Tulungagung, jurnalmataraman.com – Para pengendara yang biasa melintasi jalur nasional perbatasan Tulungagung-Trenggalek harus bersiap mencari jalan alternatif. Mulai hari ini, Jumat (29/5), akses utama yang menghubungkan kedua kabupaten tersebut resmi ditutup total hingga 11 Desember 2026 mendatang.
Penutupan jalur vital ini terpaksa dilakukan menyusul dimulainya proyek perbaikan dan pembongkaran total infrastruktur Jembatan Gondang 1. Penggantian struktur jembatan secara menyeluruh tersebut diperkirakan akan memakan waktu hingga enam bulan ke depan, sehingga area proyek harus disterilkan dari segala aktivitas lalu lintas.
Guna mengurai potensi kemacetan parah, Satlantas Polres Tulungagung telah melakukan rekayasa lalu lintas dan menyiapkan sejumlah rute alternatif bagi para pengguna jalan selama masa penutupan berlangsung.
Kasatlantas Polres Tulungagung, AKP M. Taufik Nabila, menjelaskan bahwa rekayasa lalu lintas ini dibagi berdasarkan jenis dan tonase kendaraan. Berikut adalah skema pengalihan arus lalu lintas yang telah disiapkan:
1. Jalur Alternatif Kendaraan Roda Enam (Kendaraan Berat)
- Dari Arah Trenggalek: Kendaraan besar dari arah Trenggalek akan dialihkan mulai dari Simpang Tiga Durenan ke arah selatan menuju Pasar Bandung. Selanjutnya, kendaraan diarahkan melintasi jalur Pakel, Campurdarat, Boyolangu, hingga tembus di Simpang Empat Tamanan, Tulungagung.
- Dari Arah Kediri dan Blitar: Kendaraan roda enam dari utara (Kediri) atau timur (Blitar) diarahkan dari Jembatan Ngujang terus ke selatan sampai di Simpang Empat Jepun.

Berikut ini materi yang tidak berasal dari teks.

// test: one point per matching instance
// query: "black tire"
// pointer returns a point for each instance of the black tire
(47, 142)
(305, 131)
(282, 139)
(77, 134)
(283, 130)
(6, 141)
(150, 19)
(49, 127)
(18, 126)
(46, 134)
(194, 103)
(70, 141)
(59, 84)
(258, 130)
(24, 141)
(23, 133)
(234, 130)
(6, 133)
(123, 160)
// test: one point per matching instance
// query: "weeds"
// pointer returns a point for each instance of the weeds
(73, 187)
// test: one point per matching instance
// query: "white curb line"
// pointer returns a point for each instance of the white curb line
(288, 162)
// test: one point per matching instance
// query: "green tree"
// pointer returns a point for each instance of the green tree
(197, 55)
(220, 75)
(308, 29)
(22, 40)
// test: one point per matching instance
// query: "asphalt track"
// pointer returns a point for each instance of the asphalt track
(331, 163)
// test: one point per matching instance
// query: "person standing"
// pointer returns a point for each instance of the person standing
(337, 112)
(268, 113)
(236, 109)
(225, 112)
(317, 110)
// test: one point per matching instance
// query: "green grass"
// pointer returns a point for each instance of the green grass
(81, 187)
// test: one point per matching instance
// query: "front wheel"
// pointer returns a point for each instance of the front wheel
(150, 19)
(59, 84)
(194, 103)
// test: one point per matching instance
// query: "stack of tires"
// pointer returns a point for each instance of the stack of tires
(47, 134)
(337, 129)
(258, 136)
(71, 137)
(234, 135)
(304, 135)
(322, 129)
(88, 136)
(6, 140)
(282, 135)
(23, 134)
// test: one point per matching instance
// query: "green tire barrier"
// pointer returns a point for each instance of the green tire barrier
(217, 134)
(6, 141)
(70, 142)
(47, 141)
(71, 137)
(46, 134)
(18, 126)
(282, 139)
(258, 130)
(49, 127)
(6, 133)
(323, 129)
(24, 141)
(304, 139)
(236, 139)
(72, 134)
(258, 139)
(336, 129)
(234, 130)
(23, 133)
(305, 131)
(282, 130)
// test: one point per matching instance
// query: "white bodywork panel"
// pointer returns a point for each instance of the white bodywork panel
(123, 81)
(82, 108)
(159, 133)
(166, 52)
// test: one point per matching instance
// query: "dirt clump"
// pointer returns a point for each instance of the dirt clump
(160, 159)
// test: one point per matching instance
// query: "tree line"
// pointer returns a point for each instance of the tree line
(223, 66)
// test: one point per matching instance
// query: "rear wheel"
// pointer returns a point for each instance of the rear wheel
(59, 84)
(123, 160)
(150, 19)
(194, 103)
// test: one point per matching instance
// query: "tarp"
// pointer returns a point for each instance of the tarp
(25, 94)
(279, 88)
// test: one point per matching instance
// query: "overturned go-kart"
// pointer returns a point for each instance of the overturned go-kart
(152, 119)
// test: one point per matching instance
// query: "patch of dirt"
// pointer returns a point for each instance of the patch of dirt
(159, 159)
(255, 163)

Setelah itu, kendaraan berbelok ke barat menuju Simpang Empat Tamanan, dan dilanjutkan mengikuti jalur ke arah selatan hingga keluar di Simpang Empat Durenan, Trenggalek.
2. Jalur Alternatif Kendaraan Roda Dua dan Roda Empat
- Bagi kendaraan pribadi roda empat (mobil) maupun roda dua (sepeda motor), petugas mengarahkan arus menuju Simpang Tiga Kalangbret. Dari simpang tersebut, pengendara dapat melaju ke arah selatan untuk menempuh rute alternatif menuju wilayah Trenggalek.
AKP M. Taufik Nabila juga memberikan imbauan kepada para pengguna jalan agar lebih cermat dalam merencanakan waktu perjalanan mereka. “Dengan adanya pengalihan arus lalu lintas, khususnya bagi kendaraan besar yang harus memutar lebih jauh, diestimasikan akan ada penambahan waktu perjalanan hingga 30 menit. Kami mengimbau masyarakat untuk berhati-hati dan selalu mematuhi petunjuk arah dari petugas di lapangan,” pungkasnya.